Elegant and simple, this framework provide a usuful way to create a fertile ground for design and innovation.

We also derived from our understanding that the most important thing facilitators of design processes can do, is to not control the process (e.g. by preventing it from reaching a crisis) but to enable everyone to resonate with the field and to connect with it. Immergence can be achieved by a huge variety of methods, which have to be carefully chosen and developed according to the process itself.

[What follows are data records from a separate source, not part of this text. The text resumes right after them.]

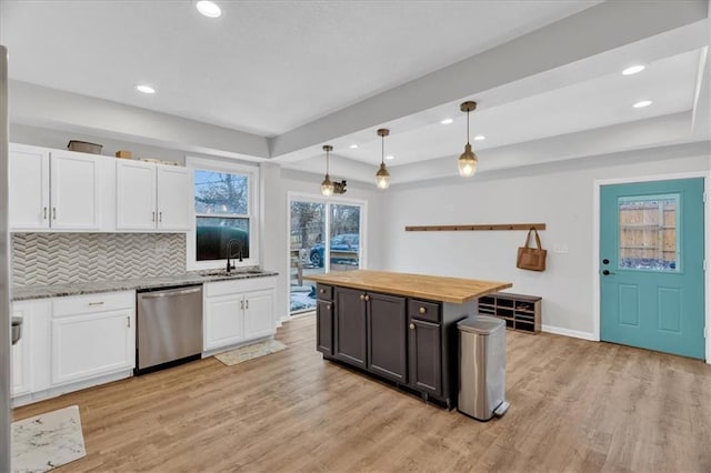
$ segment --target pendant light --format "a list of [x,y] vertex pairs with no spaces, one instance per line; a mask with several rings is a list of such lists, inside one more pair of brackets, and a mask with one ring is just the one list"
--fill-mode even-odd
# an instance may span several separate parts
[[329,152],[333,151],[333,147],[324,144],[323,151],[326,151],[326,177],[323,178],[323,182],[321,182],[321,195],[331,197],[333,195],[333,182],[331,182],[331,178],[329,178]]
[[390,130],[381,128],[378,135],[382,138],[382,155],[380,158],[380,169],[375,172],[375,184],[378,189],[388,189],[390,187],[390,173],[385,168],[385,137],[390,134]]
[[459,157],[459,175],[462,178],[471,178],[477,172],[477,154],[471,150],[469,144],[469,112],[477,110],[477,102],[463,102],[459,105],[462,112],[467,112],[467,145],[464,152]]

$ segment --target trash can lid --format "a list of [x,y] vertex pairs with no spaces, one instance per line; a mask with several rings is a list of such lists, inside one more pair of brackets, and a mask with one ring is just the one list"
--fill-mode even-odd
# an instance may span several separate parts
[[493,332],[503,329],[505,322],[488,315],[469,315],[467,319],[457,322],[459,330],[464,332],[478,333],[480,335],[490,335]]

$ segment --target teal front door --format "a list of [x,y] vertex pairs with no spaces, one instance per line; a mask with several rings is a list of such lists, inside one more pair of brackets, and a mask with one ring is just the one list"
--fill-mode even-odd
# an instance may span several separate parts
[[703,179],[600,189],[600,338],[704,358]]

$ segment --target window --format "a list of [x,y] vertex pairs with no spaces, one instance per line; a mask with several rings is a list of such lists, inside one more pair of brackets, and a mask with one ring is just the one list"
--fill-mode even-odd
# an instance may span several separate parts
[[194,168],[193,193],[196,230],[188,241],[188,264],[191,269],[219,268],[230,258],[243,265],[258,264],[253,230],[257,168],[189,159]]

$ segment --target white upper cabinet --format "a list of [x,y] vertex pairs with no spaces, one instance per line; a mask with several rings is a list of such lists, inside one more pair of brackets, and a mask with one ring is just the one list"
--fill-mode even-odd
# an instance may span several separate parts
[[73,152],[51,153],[52,229],[100,230],[99,168],[98,159],[91,155]]
[[10,230],[112,231],[111,158],[10,145]]
[[117,161],[117,230],[187,231],[192,203],[187,168]]
[[189,230],[192,214],[192,179],[188,168],[159,165],[158,228]]
[[116,228],[156,229],[156,167],[140,161],[116,162]]
[[10,145],[10,228],[49,229],[49,150]]

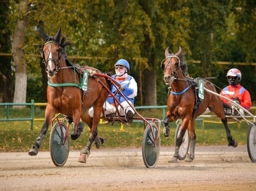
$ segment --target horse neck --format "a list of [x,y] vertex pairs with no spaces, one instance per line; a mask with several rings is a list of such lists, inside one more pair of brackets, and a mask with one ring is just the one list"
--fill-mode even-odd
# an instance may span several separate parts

Moreover, we also understood why it is impossible to look beyond the point of crisis. When you enter a generative process, you just do not know the results you will get in the end. The point of transformation is a point where not only the direction of the game changes but also its rules. It is as if you were trying to look beyond the big bang: it is not possible as the rules and laws of nature itself change (and emerge) at this very point.

Every generative process displays this rhythm: sometimes it is strong and powerful as if something is shrinking to a dense nucleus and then exploding in a big bang; sometimes it is as soft and gentle as breathing in and breathing out. The beauty of it is that the side of emergence is always a relief, a fountain, a creative burst and a horizon full of unexpected opportunities and innovations.